Doriangrei de Thysanuro era un apuesto pececillo de plata: tanto era así que si alguien hiciera el ejercicio de unir el sustantivo insecto con el adjetivo apolíneo, sería la imagen de Doriangrei la que aparecería en su mente. No le faltaban pretendientas, pero, sin necesidad de deshacer por la noche lo que había tejido durante el día, las rechazaba a todas: y no porque estuviera esperando a nadie que regresara a Ítaca, sino porque para él la felicidad consistía en sentirse objeto de deseo: consumarlo o no era algo accesorio.
Se quedó prendado de su invertebrada belleza desde la primera vez que la vio, en los estantes de una biblioteca pública, royendo un ejemplar de La Regenta; segundos más tarde se enamoró también de su carácter. Ella se había percatado de cómo la miraba, pero malinterpretando las señales: creía que era porque tenía hambre y quería también catar la novela de Leopoldo Alas Clarín.

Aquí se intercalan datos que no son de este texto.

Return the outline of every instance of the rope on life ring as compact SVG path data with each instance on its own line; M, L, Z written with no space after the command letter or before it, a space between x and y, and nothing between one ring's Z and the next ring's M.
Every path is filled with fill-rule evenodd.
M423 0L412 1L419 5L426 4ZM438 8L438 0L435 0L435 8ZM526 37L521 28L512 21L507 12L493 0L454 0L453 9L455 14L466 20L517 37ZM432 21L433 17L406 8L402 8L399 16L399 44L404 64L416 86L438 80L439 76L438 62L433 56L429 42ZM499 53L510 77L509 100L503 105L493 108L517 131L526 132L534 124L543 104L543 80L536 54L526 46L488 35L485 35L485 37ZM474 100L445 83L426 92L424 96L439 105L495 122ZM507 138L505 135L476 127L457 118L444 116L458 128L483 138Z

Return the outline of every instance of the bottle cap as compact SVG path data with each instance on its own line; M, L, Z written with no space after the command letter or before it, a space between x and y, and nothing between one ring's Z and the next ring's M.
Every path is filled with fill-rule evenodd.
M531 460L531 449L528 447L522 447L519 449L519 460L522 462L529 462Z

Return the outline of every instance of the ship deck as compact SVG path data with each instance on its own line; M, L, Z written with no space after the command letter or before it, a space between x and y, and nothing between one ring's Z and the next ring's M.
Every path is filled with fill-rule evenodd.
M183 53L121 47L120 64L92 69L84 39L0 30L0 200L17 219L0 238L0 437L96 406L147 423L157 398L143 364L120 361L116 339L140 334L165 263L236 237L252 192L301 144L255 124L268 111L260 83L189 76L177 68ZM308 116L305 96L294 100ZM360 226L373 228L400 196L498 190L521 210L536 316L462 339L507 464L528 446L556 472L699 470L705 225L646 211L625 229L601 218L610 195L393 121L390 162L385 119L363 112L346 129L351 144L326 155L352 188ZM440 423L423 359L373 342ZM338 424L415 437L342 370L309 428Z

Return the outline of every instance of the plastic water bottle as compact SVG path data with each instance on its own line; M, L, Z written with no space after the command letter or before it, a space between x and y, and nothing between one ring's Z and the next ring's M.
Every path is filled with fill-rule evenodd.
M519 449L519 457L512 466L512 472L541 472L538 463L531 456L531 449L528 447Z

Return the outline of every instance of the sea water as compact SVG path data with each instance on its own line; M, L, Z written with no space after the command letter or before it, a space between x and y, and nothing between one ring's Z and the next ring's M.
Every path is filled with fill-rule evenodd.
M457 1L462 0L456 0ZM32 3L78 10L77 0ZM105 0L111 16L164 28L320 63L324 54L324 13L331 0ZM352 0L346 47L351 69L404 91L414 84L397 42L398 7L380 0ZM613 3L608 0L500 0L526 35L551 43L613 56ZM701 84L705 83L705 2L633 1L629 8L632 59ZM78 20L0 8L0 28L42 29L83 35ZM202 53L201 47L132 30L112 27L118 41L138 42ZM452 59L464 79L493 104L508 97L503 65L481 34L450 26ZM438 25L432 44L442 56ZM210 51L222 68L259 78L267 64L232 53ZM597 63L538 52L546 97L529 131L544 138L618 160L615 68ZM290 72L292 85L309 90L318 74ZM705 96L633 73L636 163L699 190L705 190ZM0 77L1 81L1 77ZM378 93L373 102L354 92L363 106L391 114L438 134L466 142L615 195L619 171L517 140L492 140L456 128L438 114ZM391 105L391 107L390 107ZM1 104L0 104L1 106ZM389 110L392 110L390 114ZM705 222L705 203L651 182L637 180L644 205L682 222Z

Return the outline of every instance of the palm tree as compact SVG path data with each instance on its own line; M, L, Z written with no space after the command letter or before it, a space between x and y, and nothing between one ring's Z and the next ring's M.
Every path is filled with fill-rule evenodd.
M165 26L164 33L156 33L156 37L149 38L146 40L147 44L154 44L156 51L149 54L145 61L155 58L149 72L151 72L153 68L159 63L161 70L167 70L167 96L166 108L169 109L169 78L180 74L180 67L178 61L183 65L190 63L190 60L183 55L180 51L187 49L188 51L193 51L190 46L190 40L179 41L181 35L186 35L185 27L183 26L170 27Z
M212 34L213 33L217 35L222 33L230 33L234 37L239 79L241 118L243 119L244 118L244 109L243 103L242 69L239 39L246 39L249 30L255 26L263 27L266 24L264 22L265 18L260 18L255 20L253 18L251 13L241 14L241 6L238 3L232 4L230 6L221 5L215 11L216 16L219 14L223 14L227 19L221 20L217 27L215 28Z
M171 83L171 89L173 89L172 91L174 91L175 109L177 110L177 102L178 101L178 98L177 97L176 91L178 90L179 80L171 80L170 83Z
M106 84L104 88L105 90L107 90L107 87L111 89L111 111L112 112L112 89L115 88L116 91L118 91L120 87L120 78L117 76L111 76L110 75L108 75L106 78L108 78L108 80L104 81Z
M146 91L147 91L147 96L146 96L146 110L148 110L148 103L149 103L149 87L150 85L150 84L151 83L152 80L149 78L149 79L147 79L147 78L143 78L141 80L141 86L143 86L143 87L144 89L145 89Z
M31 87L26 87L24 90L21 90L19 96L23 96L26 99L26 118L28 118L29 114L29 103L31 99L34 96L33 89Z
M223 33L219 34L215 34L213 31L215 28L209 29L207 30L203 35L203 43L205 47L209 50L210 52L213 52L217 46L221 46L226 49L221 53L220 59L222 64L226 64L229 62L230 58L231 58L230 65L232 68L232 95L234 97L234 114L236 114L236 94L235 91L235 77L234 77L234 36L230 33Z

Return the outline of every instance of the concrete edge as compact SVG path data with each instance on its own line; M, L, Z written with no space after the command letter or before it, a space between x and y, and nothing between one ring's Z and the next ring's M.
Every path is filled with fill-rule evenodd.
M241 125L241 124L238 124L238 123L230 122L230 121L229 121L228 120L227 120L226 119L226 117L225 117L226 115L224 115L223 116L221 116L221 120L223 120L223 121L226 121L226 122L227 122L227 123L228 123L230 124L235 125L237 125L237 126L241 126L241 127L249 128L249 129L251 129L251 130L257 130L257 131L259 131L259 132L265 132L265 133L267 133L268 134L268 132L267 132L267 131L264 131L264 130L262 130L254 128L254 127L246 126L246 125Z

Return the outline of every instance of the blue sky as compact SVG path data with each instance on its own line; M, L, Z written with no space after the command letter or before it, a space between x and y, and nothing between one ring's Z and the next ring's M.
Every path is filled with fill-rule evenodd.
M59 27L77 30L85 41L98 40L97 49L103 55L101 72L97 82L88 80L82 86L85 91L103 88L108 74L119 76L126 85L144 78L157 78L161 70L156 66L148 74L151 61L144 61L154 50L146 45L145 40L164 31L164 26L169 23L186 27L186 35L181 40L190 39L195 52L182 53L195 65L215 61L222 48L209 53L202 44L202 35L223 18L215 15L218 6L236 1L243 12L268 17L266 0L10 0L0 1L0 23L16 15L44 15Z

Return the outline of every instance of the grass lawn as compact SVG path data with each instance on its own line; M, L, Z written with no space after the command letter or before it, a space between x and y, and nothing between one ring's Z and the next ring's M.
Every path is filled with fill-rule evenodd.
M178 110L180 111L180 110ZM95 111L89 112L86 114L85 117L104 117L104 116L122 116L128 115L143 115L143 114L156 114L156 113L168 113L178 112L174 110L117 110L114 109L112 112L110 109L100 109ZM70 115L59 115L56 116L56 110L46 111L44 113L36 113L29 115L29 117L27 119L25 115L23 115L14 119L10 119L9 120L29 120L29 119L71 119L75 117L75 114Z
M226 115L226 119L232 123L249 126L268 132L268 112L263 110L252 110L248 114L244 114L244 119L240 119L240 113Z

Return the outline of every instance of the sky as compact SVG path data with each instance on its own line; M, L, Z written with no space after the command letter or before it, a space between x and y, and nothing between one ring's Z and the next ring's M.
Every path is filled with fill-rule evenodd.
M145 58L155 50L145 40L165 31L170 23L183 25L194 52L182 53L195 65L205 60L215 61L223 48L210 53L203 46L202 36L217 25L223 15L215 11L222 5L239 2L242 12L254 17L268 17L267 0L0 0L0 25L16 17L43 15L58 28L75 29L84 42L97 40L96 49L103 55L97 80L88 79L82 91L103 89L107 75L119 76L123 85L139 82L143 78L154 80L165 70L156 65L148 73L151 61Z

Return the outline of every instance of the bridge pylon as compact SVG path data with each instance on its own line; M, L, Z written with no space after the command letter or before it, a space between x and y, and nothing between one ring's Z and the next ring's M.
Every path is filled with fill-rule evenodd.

—Venga, va, yo como las páginas pares, y las nones para ti.
Y Doriangrei, que de golpe y porrazo había perdido toda seguridad en sí mismo y, como todo enamorado, comenzaba a darle demasiadas vueltas a las cosas, no es que malinterpretara las señales, es que las vio donde no existían:
«¿Y por qué ha usado la palabra nones en vez de impares? —pensó—. Claro, es una manera subliminal de decirme que nones, que no tengo la menor oportunidad con ella”.
—¿No comes?
—No —y se marchó.
Necesitaba saber más de ella para poder conquistarla, y aunque siempre había sido reticente, se inscribió en todas las redes sociales para averiguar lo que le gustaba, quiénes eran sus amigos, cuáles eran sus rutinas, etc. Como foto de perfil usó el retrato en que salía más favorecido: un retrato que comenzó a cosechar centenares de me gustas y comparticiones, pero que no sirvió para sus objetivos, ya que Lepisma no tenía ningún perfil en página alguna.
Comenzó a descargar sus frustraciones en la red: si ella no respondía a sus mensajes de móvil en menos de cinco minutos desahogaba su impaciencia insultando al político de turno; si no era capaz de expresar sus sentimientos por miedo al rechazo él promovía el boicot a cualquier artista por el motivo más peregrino; si veía a Lepisma hablar con un amigo los celos le hacían proclamar a los cuatro vientos que los aviones estaban fumigando a la población para esterilizarla y de paso para variar el clima; si, para olvidar al objeto de su deseo, tenía relaciones con una de sus pretendientas, luego sentía tal vacío que pasaba horas en Twitter contestando con desprecio a las publicaciones más inocentes. Su incipiente y cada vez más acentuada maldad no se plasmaba en su físico, sino en su foto de perfil: el retrato virtual de Doriangrei era un reflejo de sus actos, y si un día su rostro perdía la simetría, al otro sus ojos se enrojecían y al siguiente padecía una erupción de granos purulentos; y cuanto más abyecto era su avatar, por contraste más prístina era su imagen real.
—Y así hasta hoy —concluyó Lepisma la tarde de junio en que me explicó esta historia—. Él continúa troleando a diestro y siniestro en las redes sociales y su retrato es cada vez más pavoroso.
—Y si nunca se atrevió a dar el paso y a hablarte, ¿cómo sabes todo esto?
—Pues porque él me gustó desde la primera vez que lo vi… pero como marchó tan súbitamente, sin dar ni siquiera un bocado a La Regenta, me abrí cuenta en las redes sociales para saber de él. Bajo pseudónimo, por supuesto, y eso es algo que él nunca supo: porque de haberlo sabido estoy segura de que el día en que compartí una balada de The Alan Parsons Project él no hubiera puesto “Vaya moñada” en los comentarios; si hubiera sabido que era yo, dudo que hubiera escrito “Menudo callo” en mi foto (falsa) de perfil. Si hacemos caso a Oscar Wilde, cualquier día se cambiarán las tornas y su retrato recuperará su esplendor para transmitir todas las deformidades al Doriangrei real. Sin embargo, antes de que eso pase… yo ya lo veo así.